Türkiye, farklı kültürlerle zenginleşerek gelişmiş, insanlık tarihine damga vurmuş bir medeniyetin mirasçısıdır. İfadelerini kullanan Rektör Prof. Dr. Aysun Bay Karabulut konuşmasında, “Ecdadımız, mimariden musikiye, görsel sanatlardan edebiyata kadar kültürün her alanında çok önemli eserler ortaya koymuştur. Kültürün her alanında birikimimize sahip çıkacak, değerlerimizi yaşatacak çalışmaları ön plana çıkarmalı ve desteklemeliyiz. Bu büyük mirasa, sahip çıkmak ise bizlerin görevi, geleceği şekillendiren, gençlerimize yön veren akademisyenlerimizin görevi. Bizler bu görevi en layıkıyla yerine getireceğiz.” sözlerine yer verdi.

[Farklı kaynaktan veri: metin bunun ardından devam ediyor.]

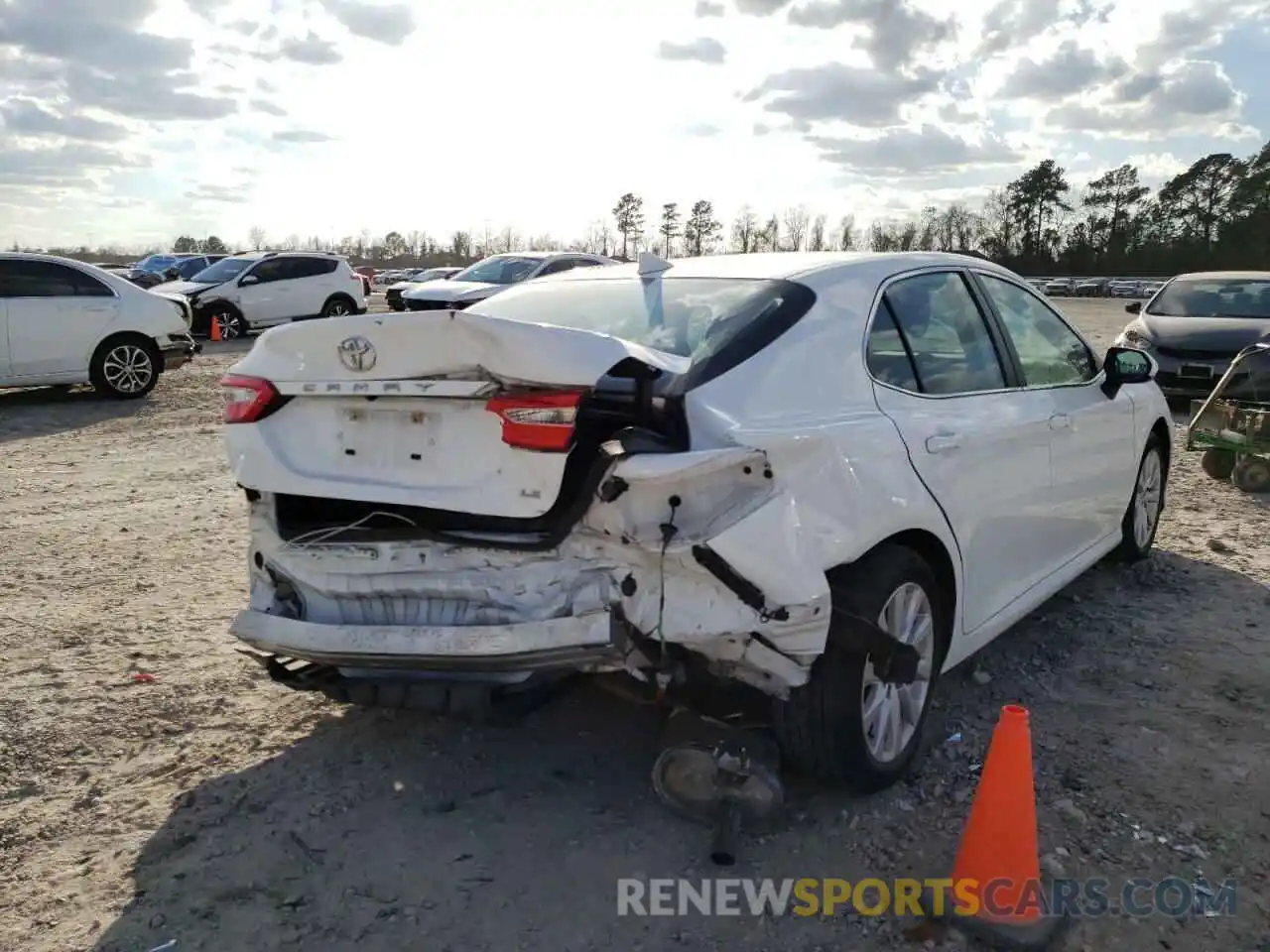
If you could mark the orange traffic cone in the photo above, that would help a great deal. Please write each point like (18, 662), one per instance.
(997, 892)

Mehmet Akif Ersoy’u Anma Haftası
Mehmet Akif Ersoy’u Anma Haftası’na değinen Rektör Karabulut, Ülkemize Kültür Mirasımız , İstiklal şairimiz Mehmet Akif Ersoy’un gözünden bakamazsak sadece binaları, taş yapıtları görebiliriz, ifadelerini kullandı ve
“O Akif ki, vatanımızı ve milletimizi yüksek bir sanatın hamuruyla yoğurmuştur!

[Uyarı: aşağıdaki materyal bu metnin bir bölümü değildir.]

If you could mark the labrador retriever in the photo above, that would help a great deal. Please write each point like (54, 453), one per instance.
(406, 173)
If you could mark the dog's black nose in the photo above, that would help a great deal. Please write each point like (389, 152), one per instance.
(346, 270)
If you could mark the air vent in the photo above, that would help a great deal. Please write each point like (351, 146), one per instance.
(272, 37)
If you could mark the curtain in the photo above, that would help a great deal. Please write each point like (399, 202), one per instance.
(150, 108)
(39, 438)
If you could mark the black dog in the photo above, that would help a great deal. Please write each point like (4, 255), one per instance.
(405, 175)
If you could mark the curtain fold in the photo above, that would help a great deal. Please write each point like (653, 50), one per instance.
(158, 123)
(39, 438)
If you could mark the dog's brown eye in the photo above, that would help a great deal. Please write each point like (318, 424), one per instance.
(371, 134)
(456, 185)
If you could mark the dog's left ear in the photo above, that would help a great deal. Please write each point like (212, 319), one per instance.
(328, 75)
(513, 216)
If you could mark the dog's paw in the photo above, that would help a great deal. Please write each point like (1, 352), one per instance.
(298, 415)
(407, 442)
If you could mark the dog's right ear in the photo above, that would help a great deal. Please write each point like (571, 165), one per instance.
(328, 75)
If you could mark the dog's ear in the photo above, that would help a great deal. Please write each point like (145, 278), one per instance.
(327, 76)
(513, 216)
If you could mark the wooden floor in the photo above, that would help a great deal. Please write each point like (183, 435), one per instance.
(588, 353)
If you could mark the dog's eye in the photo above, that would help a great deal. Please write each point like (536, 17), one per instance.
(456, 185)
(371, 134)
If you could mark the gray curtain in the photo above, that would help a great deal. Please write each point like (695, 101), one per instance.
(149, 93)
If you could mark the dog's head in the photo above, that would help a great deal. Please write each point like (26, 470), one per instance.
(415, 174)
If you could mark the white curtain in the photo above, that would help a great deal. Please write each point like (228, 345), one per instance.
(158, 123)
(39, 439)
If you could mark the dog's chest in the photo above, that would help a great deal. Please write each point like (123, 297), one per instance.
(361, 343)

O Akif ki, millî ruhun görkemini ölümsüz mısralara tercüme etmiştir!
O Akif ki, millî sanatımız denildiğinde akla gelen isimlerin başında yer almaktadır.

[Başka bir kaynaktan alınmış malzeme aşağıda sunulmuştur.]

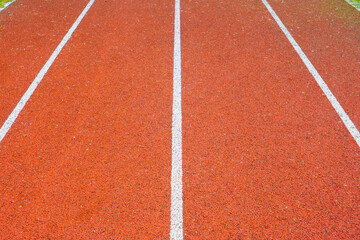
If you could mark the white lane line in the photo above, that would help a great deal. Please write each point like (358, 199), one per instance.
(344, 117)
(176, 229)
(15, 113)
(353, 3)
(6, 5)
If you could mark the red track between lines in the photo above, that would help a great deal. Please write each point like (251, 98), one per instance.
(265, 155)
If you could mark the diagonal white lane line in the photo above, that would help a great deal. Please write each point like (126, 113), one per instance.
(15, 113)
(353, 3)
(176, 228)
(6, 5)
(340, 111)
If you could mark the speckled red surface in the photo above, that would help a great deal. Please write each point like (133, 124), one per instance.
(329, 34)
(90, 155)
(265, 154)
(30, 30)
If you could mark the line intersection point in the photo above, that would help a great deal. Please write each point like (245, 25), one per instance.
(25, 98)
(332, 99)
(176, 230)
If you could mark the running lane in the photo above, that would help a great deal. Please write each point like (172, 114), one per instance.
(29, 33)
(90, 155)
(265, 155)
(329, 34)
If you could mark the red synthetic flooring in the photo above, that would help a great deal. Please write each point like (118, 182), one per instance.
(265, 155)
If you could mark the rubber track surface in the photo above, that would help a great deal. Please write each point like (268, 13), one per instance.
(265, 154)
(29, 33)
(90, 155)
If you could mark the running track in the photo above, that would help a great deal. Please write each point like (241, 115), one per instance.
(108, 147)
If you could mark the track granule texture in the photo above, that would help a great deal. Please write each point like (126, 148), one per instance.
(90, 155)
(29, 33)
(265, 154)
(329, 34)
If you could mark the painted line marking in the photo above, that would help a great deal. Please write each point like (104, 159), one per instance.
(344, 117)
(15, 113)
(176, 229)
(6, 5)
(353, 3)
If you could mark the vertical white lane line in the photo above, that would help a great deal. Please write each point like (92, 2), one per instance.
(6, 5)
(15, 113)
(338, 108)
(176, 228)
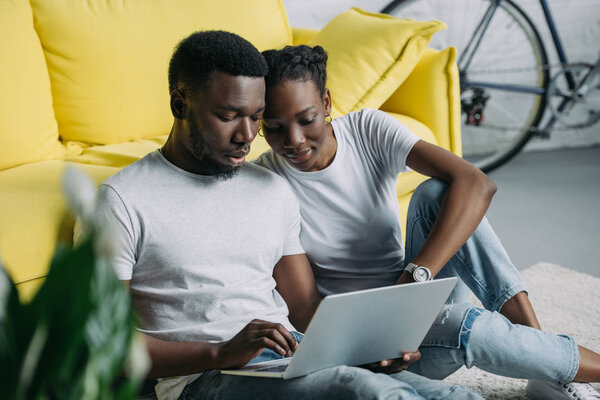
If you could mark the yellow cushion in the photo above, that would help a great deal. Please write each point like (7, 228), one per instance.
(303, 35)
(28, 130)
(34, 217)
(108, 60)
(370, 55)
(408, 182)
(119, 155)
(431, 95)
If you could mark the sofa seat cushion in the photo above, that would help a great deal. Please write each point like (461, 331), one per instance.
(34, 218)
(370, 55)
(28, 129)
(108, 60)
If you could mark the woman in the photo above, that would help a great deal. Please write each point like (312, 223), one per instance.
(344, 173)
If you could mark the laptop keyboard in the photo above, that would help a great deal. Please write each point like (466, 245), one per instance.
(277, 368)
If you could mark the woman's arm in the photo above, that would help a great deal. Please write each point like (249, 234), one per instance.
(466, 201)
(296, 284)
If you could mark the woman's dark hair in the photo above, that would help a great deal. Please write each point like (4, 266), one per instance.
(199, 55)
(297, 63)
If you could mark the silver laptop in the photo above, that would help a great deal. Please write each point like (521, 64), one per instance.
(361, 327)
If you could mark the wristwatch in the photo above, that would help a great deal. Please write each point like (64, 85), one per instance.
(419, 272)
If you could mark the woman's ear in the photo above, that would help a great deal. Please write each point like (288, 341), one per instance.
(178, 104)
(327, 102)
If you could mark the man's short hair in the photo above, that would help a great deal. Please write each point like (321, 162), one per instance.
(198, 56)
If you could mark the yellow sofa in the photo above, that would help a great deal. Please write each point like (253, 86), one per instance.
(86, 83)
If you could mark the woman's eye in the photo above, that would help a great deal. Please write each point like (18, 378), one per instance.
(270, 127)
(307, 122)
(226, 118)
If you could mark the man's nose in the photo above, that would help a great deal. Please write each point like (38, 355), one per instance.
(246, 131)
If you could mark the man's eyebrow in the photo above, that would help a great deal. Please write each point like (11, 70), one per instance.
(238, 110)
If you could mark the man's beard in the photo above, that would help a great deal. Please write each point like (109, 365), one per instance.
(206, 160)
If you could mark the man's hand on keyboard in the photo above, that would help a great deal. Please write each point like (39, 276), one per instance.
(394, 365)
(252, 340)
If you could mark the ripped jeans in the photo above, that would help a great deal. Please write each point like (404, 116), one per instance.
(327, 384)
(464, 335)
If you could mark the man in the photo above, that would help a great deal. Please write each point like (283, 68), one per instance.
(211, 249)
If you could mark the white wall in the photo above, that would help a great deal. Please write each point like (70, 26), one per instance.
(578, 23)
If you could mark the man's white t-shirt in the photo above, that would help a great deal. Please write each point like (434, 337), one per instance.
(199, 252)
(350, 218)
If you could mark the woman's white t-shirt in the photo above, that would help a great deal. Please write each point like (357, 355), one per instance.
(350, 220)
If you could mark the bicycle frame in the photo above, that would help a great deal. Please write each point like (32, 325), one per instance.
(471, 48)
(482, 27)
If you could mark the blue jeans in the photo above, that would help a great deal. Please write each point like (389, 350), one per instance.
(328, 384)
(464, 335)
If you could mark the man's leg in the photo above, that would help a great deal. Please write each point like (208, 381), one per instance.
(482, 263)
(328, 384)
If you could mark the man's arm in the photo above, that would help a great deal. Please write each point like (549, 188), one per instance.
(466, 201)
(185, 358)
(296, 284)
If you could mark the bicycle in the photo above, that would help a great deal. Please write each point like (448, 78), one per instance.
(505, 81)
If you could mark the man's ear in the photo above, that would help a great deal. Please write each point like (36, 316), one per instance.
(327, 102)
(178, 104)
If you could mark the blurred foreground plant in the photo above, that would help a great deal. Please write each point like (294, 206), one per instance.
(76, 339)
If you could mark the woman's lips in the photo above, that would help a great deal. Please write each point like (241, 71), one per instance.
(298, 157)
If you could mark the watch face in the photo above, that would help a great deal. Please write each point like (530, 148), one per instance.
(421, 274)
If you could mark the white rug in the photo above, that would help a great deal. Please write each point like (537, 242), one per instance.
(566, 302)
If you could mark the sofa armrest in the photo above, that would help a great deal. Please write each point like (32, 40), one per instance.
(302, 35)
(431, 95)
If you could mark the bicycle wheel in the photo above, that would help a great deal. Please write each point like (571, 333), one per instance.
(503, 74)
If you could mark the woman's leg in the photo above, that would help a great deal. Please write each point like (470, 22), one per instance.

İstiklal Marşı’mızı okuduğumuz vakit içimizin titremesi, gözlerimizin nemlenmesi ve omuzlarımızda taşıdığımız yükün ağırlığını daha güçlü bir şekilde hissetmemiz kuşkusuz nedensiz değildir. Bu vesile ile Milli mücadele ve bağımsızlık destanımızın ebedi simgesi olan İstiklal Marşı'mızın şairi Mehmet Akif Ersoy’u rahmetle ve minnetle anıyorum.” ifadelerine yer verdi.
Kültür, bütün bunları içine alan bir hayat biçimidir.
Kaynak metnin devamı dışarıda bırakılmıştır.